This invention relates to length measuring devices of the kind having metering means such as a measuring wheel which may be rotated by displacement of the device relatively to an article to be measured and a counter comprising a plurality of coaxial number wheels for counting revolutions of the measuring means.
A manually operated device of this kind typically comprises a housing which rotatably supports a series of number wheels connected by a suitable gear train to a measuring wheel, a portion of which projects from the housing. To measure a length along a surface, the device is held either in the hand or at the end of a handle and is moved across the surface with the measuring wheel rotated by frictional contact with the surface.
If a sensible measurement is to be obtained it is of course imperative that there should be no slip between the periphery of the measuring wheel and the surface, and sufficient pressure must therefore be applied to the device in a direction normal to the surface to achieve the necessary frictional forces; this pressure will of course vary with the coefficient of friction of the surface to be measured. It has been a danger with previous devices that if insufficient pressure were applied during a measurement, the user would be unaware that slip had occurred and would in error accept the reading of the number wheels as correct; this danger is particularly acute where the device has functioned correctly over a major part of the surface so that the incorrect reading appears to the user as reasonable.

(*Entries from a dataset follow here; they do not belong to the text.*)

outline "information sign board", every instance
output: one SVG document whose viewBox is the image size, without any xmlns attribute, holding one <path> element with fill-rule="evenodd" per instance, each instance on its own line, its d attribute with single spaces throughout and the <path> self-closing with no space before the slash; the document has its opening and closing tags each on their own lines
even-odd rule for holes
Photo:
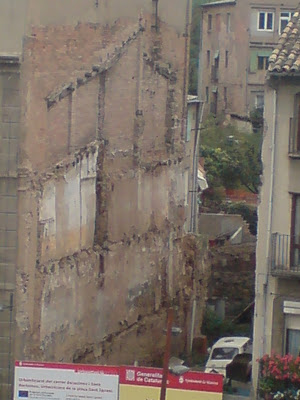
<svg viewBox="0 0 300 400">
<path fill-rule="evenodd" d="M 162 370 L 120 367 L 119 400 L 159 400 Z M 223 376 L 203 372 L 168 374 L 166 400 L 221 400 Z"/>
<path fill-rule="evenodd" d="M 14 400 L 118 400 L 119 368 L 17 361 Z"/>
</svg>

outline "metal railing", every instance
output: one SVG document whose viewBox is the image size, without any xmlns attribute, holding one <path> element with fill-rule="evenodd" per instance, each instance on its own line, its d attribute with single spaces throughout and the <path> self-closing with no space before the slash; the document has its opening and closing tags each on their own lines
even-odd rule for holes
<svg viewBox="0 0 300 400">
<path fill-rule="evenodd" d="M 300 125 L 298 118 L 290 118 L 289 154 L 300 157 Z"/>
<path fill-rule="evenodd" d="M 300 278 L 300 237 L 273 233 L 271 240 L 271 273 Z"/>
</svg>

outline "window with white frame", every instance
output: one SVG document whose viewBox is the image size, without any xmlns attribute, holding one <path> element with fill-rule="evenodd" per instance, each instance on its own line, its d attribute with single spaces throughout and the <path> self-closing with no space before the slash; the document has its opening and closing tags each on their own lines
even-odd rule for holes
<svg viewBox="0 0 300 400">
<path fill-rule="evenodd" d="M 257 29 L 259 31 L 273 31 L 274 13 L 270 11 L 259 11 Z"/>
<path fill-rule="evenodd" d="M 279 18 L 279 33 L 282 33 L 284 28 L 289 23 L 289 20 L 292 18 L 292 13 L 290 11 L 282 11 L 280 13 Z"/>
</svg>

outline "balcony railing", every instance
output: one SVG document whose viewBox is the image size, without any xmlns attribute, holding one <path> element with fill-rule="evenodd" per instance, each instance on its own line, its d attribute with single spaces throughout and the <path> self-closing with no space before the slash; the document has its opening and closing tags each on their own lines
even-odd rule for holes
<svg viewBox="0 0 300 400">
<path fill-rule="evenodd" d="M 289 155 L 300 157 L 300 124 L 298 118 L 290 118 Z"/>
<path fill-rule="evenodd" d="M 272 275 L 300 279 L 300 237 L 274 233 L 271 245 Z"/>
</svg>

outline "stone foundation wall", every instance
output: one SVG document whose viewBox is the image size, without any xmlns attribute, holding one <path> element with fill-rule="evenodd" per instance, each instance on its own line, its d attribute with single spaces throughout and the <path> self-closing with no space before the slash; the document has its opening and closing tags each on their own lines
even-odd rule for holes
<svg viewBox="0 0 300 400">
<path fill-rule="evenodd" d="M 255 295 L 256 243 L 215 247 L 211 253 L 208 298 L 225 300 L 226 316 L 237 316 Z"/>
</svg>

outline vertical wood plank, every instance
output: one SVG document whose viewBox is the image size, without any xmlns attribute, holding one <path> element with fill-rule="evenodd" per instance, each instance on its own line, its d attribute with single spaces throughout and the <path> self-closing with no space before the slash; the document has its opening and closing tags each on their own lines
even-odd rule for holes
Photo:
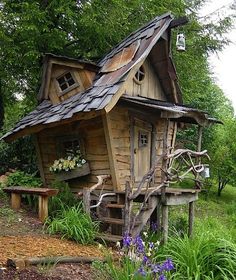
<svg viewBox="0 0 236 280">
<path fill-rule="evenodd" d="M 112 129 L 111 129 L 111 121 L 110 121 L 109 114 L 103 115 L 102 121 L 103 121 L 105 139 L 106 139 L 107 150 L 108 150 L 113 188 L 120 190 L 120 184 L 117 175 L 118 168 L 116 163 L 115 148 L 112 143 L 113 138 L 112 138 Z"/>
<path fill-rule="evenodd" d="M 39 219 L 44 222 L 48 217 L 48 196 L 39 196 Z"/>
<path fill-rule="evenodd" d="M 83 189 L 83 203 L 84 203 L 84 211 L 90 215 L 90 189 Z"/>
<path fill-rule="evenodd" d="M 11 193 L 11 207 L 12 209 L 20 209 L 21 195 L 18 193 Z"/>
<path fill-rule="evenodd" d="M 38 163 L 38 168 L 39 168 L 39 172 L 40 172 L 40 177 L 43 181 L 43 184 L 45 185 L 46 179 L 45 179 L 45 174 L 44 174 L 44 169 L 43 169 L 43 160 L 42 160 L 41 150 L 40 150 L 40 146 L 39 146 L 38 136 L 35 135 L 33 139 L 34 139 L 35 148 L 36 148 L 37 163 Z"/>
<path fill-rule="evenodd" d="M 188 220 L 188 236 L 193 236 L 193 224 L 194 224 L 194 201 L 189 203 L 189 220 Z"/>
</svg>

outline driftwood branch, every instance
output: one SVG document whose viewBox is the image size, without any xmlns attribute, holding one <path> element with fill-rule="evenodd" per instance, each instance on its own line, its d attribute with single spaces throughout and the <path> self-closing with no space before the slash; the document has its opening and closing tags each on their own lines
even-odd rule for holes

Attempts have been made to overcome this problem of slip by reducing to an absolute minimum the resistance to rotational movement of the measuring wheel so as to reduce the amount of pressure that has to be applied by the user. As a consequence, however, there is a danger that accidental contact with the measuring wheel either at the beginning or the end of a measurement will cause a spurious rotation of the wheel and so introduce an error into the reading. In addition there may be a tendency for the measuring wheel to continue to rotate under its own inertia for a short while after the device has been lifted from the surface, again introducing an error into the reading.